# ModSSC | Graph

Build KNN style graphs and related artifacts used by transductive methods.

## Objective
- Show the minimal steps to run this component in a notebook setting.
- Provide the exact objects to look at (outputs, shapes, metrics) to confirm it worked.

## Prerequisites
- Python 3.11+.
- `pip install modssc`.
- Optional dependencies depend on datasets and backends. If an import fails, install the matching extra and rerun.

## Outline
1) Imports and configuration
2) Core run (the part that does the work)
3) Sanity checks and outputs



## Notebook notes

Goal: build a graph from tabular data (for transductive evaluation),
then produce tabular views from a graph (for inductive evaluation).

This notebook includes the **anchor** scheme (approx kNN) and the **struct** view (structural embeddings).


## Imports

This notebook uses a synthetic example (no data_loader needed).

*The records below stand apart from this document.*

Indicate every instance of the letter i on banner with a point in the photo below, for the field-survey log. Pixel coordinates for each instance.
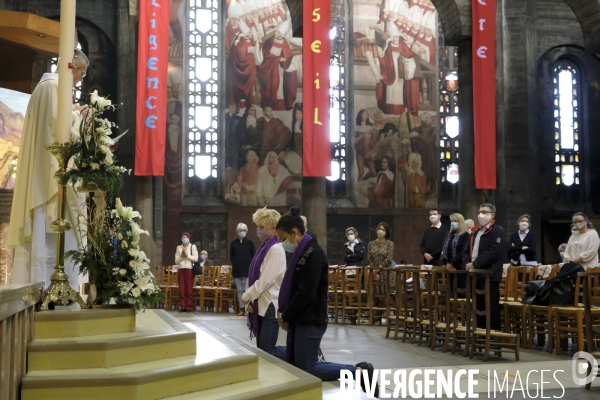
(316, 54)
(484, 92)
(151, 106)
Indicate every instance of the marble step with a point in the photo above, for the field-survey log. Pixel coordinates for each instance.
(158, 336)
(81, 323)
(143, 381)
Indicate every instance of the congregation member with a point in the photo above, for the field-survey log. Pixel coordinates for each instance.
(486, 249)
(185, 255)
(241, 252)
(380, 253)
(264, 283)
(455, 245)
(433, 239)
(354, 252)
(521, 249)
(303, 302)
(561, 253)
(583, 245)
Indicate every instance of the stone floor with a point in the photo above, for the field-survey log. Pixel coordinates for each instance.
(348, 344)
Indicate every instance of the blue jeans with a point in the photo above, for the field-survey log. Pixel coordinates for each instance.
(240, 285)
(307, 340)
(268, 330)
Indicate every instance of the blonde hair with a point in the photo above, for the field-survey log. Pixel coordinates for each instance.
(267, 217)
(462, 227)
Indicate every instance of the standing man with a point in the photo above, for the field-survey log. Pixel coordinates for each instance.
(488, 245)
(433, 239)
(241, 253)
(36, 190)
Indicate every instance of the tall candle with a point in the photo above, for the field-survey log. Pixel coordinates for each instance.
(65, 79)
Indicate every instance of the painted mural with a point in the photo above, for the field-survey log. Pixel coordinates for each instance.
(263, 123)
(13, 106)
(395, 92)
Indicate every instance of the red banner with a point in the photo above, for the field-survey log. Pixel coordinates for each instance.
(484, 92)
(151, 109)
(316, 158)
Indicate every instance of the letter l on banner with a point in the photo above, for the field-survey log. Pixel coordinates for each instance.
(316, 54)
(151, 107)
(484, 92)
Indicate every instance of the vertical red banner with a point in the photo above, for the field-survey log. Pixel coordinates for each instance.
(484, 92)
(316, 51)
(151, 107)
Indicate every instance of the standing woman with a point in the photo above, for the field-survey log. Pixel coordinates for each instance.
(264, 282)
(455, 245)
(303, 301)
(185, 255)
(354, 252)
(522, 244)
(381, 254)
(241, 252)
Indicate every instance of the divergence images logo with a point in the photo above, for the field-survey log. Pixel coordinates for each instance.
(580, 368)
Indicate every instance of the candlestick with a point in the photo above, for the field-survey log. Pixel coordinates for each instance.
(65, 79)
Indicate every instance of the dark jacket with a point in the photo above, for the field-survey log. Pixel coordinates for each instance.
(308, 304)
(514, 252)
(456, 258)
(241, 255)
(356, 257)
(492, 250)
(432, 243)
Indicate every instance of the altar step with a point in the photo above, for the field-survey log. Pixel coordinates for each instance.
(158, 358)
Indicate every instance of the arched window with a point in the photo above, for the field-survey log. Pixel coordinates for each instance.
(337, 74)
(566, 82)
(202, 81)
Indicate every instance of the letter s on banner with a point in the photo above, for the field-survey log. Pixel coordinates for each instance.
(151, 106)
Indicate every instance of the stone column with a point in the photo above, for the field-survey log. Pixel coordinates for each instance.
(314, 207)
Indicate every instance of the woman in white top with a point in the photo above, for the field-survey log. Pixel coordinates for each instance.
(583, 244)
(264, 281)
(185, 255)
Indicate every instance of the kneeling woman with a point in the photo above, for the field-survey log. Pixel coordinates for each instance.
(303, 301)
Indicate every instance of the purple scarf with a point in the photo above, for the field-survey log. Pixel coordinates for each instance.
(253, 276)
(285, 294)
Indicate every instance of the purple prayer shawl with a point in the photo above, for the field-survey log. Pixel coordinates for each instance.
(285, 294)
(253, 276)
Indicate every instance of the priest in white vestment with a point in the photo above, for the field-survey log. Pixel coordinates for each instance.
(35, 193)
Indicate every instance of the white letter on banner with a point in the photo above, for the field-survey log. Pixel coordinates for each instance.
(150, 121)
(152, 42)
(481, 21)
(148, 104)
(152, 82)
(151, 64)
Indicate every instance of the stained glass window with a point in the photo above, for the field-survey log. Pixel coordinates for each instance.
(202, 80)
(566, 123)
(449, 92)
(337, 75)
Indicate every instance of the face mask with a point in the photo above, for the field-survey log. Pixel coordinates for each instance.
(484, 219)
(263, 234)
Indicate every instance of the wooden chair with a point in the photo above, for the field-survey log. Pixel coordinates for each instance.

## Imports and configuration



In [1]:
import numpy as np

from modssc.graph import GraphBuilderSpec, GraphFeaturizerSpec, build_graph, graph_to_views
from modssc.graph.artifacts import NodeDataset

## Synthetic data

We generate 3 clusters to keep the structure simple.


In [2]:
rng = np.random.default_rng(0)
n_per = 80
d = 16
X = np.vstack(
    [
        rng.normal(loc=-2.0, scale=0.8, size=(n_per, d)),
        rng.normal(loc=0.0, scale=0.8, size=(n_per, d)),
        rng.normal(loc=2.0, scale=0.8, size=(n_per, d)),
    ]
).astype(np.float32)
y = np.array([0] * n_per + [1] * n_per + [2] * n_per, dtype=np.int64)
X.shape, y.shape

((240, 16), (240,))

## Build an exact kNN graph

For transductive evaluation, we often start with a kNN graph plus weights (heat kernel).


In [3]:
spec_knn = GraphBuilderSpec(
    scheme="knn",
    metric="cosine",
    k=15,
    symmetrize="mutual",
    self_loops=True,
)
g_knn = build_graph(X, spec=spec_knn, seed=0, cache=True)
g_knn.n_nodes, g_knn.edge_index.shape, g_knn.edge_weight.shape

(240, (2, 2066), (2066,))

## Build an approximate anchor graph

The anchor scheme is mainly for large n; it avoids an expensive exact kNN.
Here it's just a demo; the benefit shows up on larger datasets.


In [4]:
spec_anchor = GraphBuilderSpec(
    scheme="anchor",
    metric="cosine",
    k=15,
    n_anchors=40,
    anchors_k=4,
    candidate_limit=400,
    symmetrize="mutual",
    self_loops=True,
    backend="numpy",
)
g_anchor = build_graph(X, spec=spec_anchor, seed=0, cache=True)
g_anchor.n_nodes, g_anchor.edge_index.shape

(240, (2, 2046))

## Tabular views from a graph

We build 3 views:

1) attr: original X
2) diffusion: diffuse X over the graph
3) struct: structural embeddings (deepwalk/node2vec style)


In [5]:
views_spec = GraphFeaturizerSpec(
    views=("attr", "diffusion", "struct"),
    diffusion_steps=5,
    diffusion_alpha=0.15,
    struct_method="deepwalk",
    struct_dim=32,
    walk_length=30,
    num_walks_per_node=5,
    window_size=5,
)

dataset = NodeDataset(X=X, y=y, graph=g_knn, masks={})
V = graph_to_views(dataset, spec=views_spec, seed=0)
{k: v.shape for k, v in V.views.items()}

{'attr': (240, 16), 'diffusion': (240, 16), 'struct': (240, 32)}

## CLI

Cache utilities are available under `modssc graph`.


In [None]:
import subprocess
import sys


def run_cli(*args):
    cmd = [sys.executable, "-m", "modssc", *args]
    res = subprocess.run(cmd, text=True, capture_output=True)
    return res.returncode, res.stdout.strip(), res.stderr.strip()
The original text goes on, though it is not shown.